Let’s say that marketing research studies the behavior of wolfs (bear with me, please!). You play with one to see how it responds. The wolf seems quite firendly and composed. You do the survey with 100 different wolfs so that you get a more representable sense of how wolfs are.
You do focus groups, bringing in groups of random wolfs. This time the wolfs seem a bit more agitated and hostile. But hey, all is fine – they mostly fight among themselves. Wolfs are friendly and composed, they’re just bad neighbours to each other, right?

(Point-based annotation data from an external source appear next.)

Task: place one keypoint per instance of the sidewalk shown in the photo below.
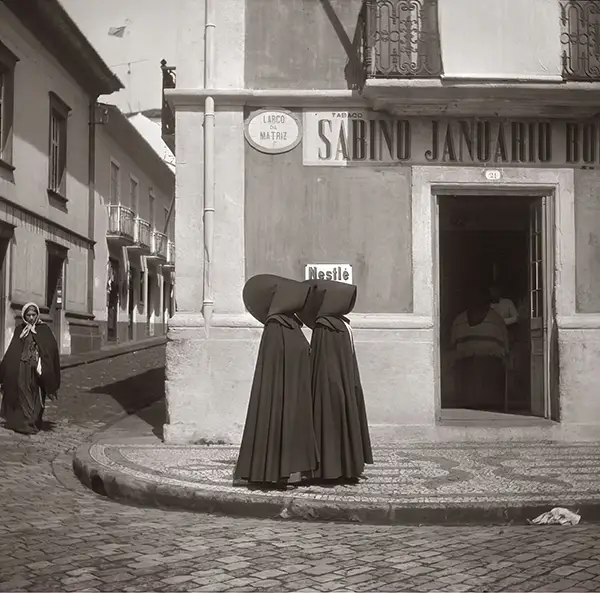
(506, 477)
(72, 360)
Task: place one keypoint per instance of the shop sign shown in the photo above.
(338, 272)
(362, 137)
(273, 130)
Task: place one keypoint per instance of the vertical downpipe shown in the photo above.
(209, 163)
(91, 203)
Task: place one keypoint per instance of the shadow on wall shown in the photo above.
(354, 69)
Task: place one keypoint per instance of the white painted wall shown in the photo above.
(108, 148)
(36, 74)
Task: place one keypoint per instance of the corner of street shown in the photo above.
(56, 535)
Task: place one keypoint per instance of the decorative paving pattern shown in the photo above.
(406, 474)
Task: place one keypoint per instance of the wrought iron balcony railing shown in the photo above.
(167, 115)
(120, 221)
(171, 253)
(400, 38)
(143, 232)
(580, 39)
(159, 244)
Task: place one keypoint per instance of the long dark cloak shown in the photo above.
(278, 438)
(339, 411)
(11, 374)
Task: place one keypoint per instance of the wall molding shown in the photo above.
(194, 98)
(20, 217)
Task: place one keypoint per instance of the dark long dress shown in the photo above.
(278, 438)
(340, 417)
(24, 391)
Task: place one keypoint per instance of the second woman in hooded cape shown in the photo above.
(278, 438)
(339, 411)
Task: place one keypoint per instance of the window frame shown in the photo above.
(8, 63)
(134, 204)
(152, 208)
(58, 110)
(111, 199)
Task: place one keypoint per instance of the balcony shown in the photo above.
(142, 235)
(159, 245)
(411, 67)
(400, 39)
(120, 223)
(167, 115)
(580, 39)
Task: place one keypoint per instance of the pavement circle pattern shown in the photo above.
(418, 473)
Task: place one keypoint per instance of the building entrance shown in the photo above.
(497, 246)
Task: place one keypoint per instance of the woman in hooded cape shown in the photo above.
(339, 411)
(278, 438)
(29, 372)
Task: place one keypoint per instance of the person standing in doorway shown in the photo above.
(503, 306)
(479, 338)
(29, 372)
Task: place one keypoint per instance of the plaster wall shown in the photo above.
(108, 150)
(587, 217)
(304, 44)
(297, 215)
(37, 73)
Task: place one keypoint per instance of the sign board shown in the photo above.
(273, 130)
(337, 272)
(363, 137)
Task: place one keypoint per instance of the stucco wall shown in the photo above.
(300, 43)
(36, 74)
(587, 220)
(297, 215)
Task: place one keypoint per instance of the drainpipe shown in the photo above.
(209, 161)
(91, 202)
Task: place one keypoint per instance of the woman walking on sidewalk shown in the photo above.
(29, 372)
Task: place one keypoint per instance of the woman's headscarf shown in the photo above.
(30, 327)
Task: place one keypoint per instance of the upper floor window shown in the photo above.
(57, 165)
(115, 183)
(8, 62)
(151, 211)
(134, 195)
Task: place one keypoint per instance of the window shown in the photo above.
(134, 195)
(57, 165)
(8, 62)
(142, 291)
(115, 183)
(151, 208)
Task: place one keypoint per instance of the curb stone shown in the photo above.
(124, 488)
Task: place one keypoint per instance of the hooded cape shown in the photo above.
(278, 438)
(339, 411)
(50, 357)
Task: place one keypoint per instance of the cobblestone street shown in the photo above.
(57, 536)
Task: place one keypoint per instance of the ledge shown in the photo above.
(579, 321)
(181, 98)
(54, 195)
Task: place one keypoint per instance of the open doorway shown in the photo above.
(501, 242)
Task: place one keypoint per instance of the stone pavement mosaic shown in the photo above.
(56, 535)
(415, 473)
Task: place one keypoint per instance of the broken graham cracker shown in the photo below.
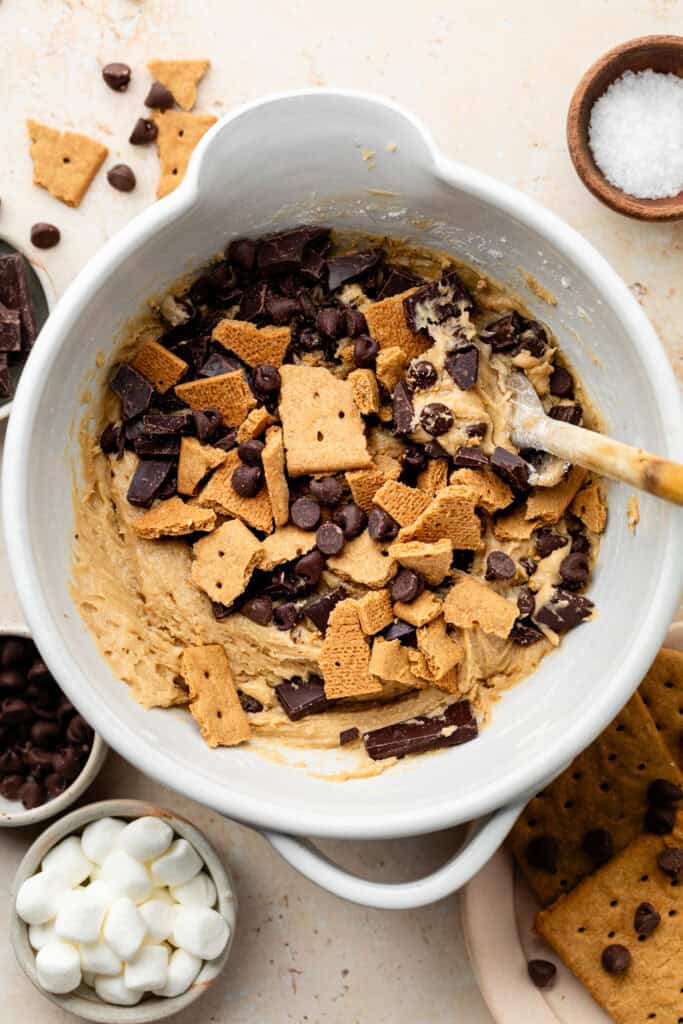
(160, 367)
(65, 163)
(173, 518)
(472, 602)
(180, 78)
(229, 393)
(323, 428)
(601, 911)
(223, 562)
(604, 787)
(218, 494)
(214, 702)
(344, 657)
(177, 135)
(253, 344)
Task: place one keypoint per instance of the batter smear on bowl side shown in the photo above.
(302, 515)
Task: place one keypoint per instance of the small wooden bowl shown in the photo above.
(662, 53)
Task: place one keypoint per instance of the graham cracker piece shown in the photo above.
(161, 368)
(472, 602)
(65, 163)
(177, 136)
(390, 365)
(601, 911)
(402, 503)
(324, 430)
(224, 561)
(375, 611)
(387, 326)
(449, 515)
(196, 461)
(590, 506)
(272, 460)
(218, 494)
(364, 561)
(253, 344)
(431, 560)
(662, 690)
(229, 393)
(366, 391)
(548, 505)
(214, 702)
(256, 424)
(173, 518)
(423, 609)
(180, 77)
(604, 787)
(344, 656)
(285, 544)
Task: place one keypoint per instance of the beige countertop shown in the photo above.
(493, 81)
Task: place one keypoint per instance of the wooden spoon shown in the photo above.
(532, 428)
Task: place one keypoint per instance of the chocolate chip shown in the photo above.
(144, 131)
(542, 973)
(247, 480)
(456, 725)
(305, 513)
(44, 236)
(645, 920)
(615, 958)
(117, 76)
(330, 539)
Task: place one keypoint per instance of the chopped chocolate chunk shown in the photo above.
(456, 725)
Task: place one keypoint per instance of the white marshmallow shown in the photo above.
(147, 970)
(159, 916)
(100, 837)
(58, 967)
(182, 969)
(117, 991)
(81, 911)
(200, 931)
(68, 859)
(38, 897)
(200, 891)
(178, 865)
(126, 876)
(145, 839)
(124, 929)
(97, 957)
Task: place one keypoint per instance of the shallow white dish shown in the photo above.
(295, 158)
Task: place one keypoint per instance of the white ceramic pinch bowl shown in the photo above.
(84, 1001)
(298, 158)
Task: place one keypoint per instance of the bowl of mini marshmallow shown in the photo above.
(123, 912)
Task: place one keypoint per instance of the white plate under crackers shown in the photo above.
(498, 910)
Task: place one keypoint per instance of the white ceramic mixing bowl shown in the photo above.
(298, 158)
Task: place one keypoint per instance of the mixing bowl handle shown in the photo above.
(483, 839)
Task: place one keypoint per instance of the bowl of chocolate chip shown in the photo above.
(48, 753)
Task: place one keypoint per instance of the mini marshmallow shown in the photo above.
(81, 911)
(117, 991)
(178, 865)
(68, 859)
(182, 969)
(145, 839)
(58, 967)
(200, 891)
(100, 837)
(126, 876)
(38, 897)
(147, 970)
(97, 957)
(200, 931)
(124, 929)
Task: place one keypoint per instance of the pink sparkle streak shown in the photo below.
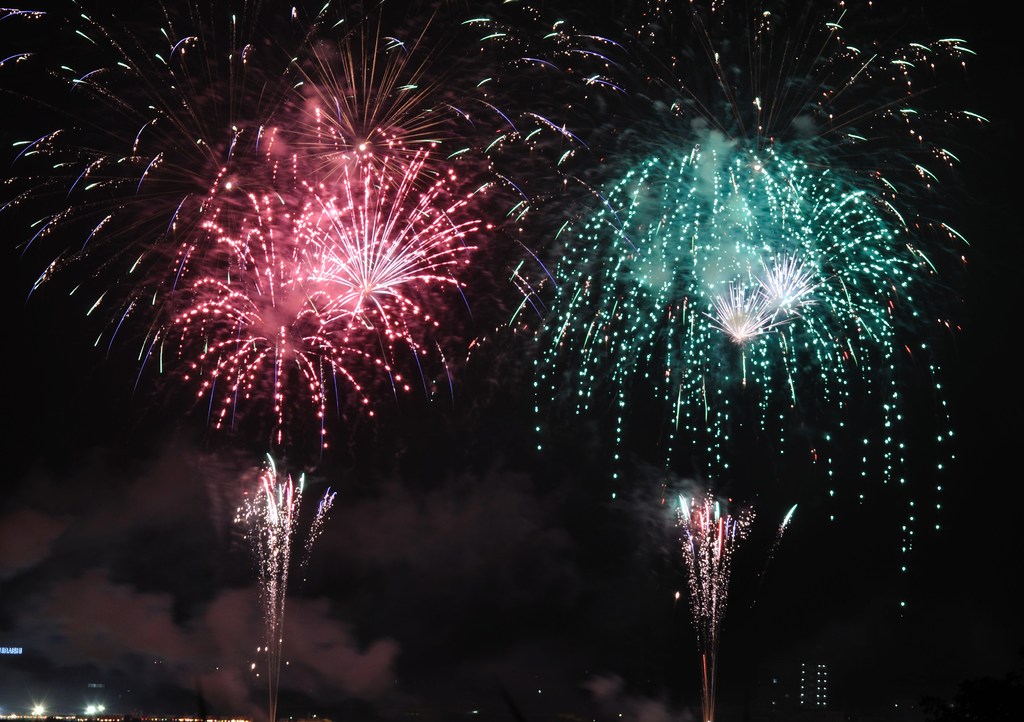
(300, 291)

You lock up your office and head into the woods. You run into a pack of wolfs and they tear you to pieces. Go figure!?
Possible conclusions:
1) Don’t f___ with wolfs!
2) Studying individuals is not enough! We (often) run in packs.
3) The important stuff happens in the woods. Study behavior in context!

Indeed. There is much irony in having to forget the micro if you want to study microfinance properly
By: Domen Bajde on June 2, 2011
at 6:32 pm
Very funny. In a way this makes me think of microfinance experiments (of the RCT type) where the evidence is in fact collected in situ – an improvement on those studies where “games” were played in order to “prove” microfinance works – but still the collective aspect is ignored. If you study 10 microfinance clients individually who sell mangoes and they all (miraculously) see an increase in their income, you might completely oversee the 10 other mango sellers they replaced on the same street, and whose income went down! You might also mistake the rising incomes of some mango sellers as evidence of “development” or “poverty reduction”. Alas, the trouble is, if we leave the clean world of experiments and study the whole picture, we have to deal with messy and contradictory realities… what a drag!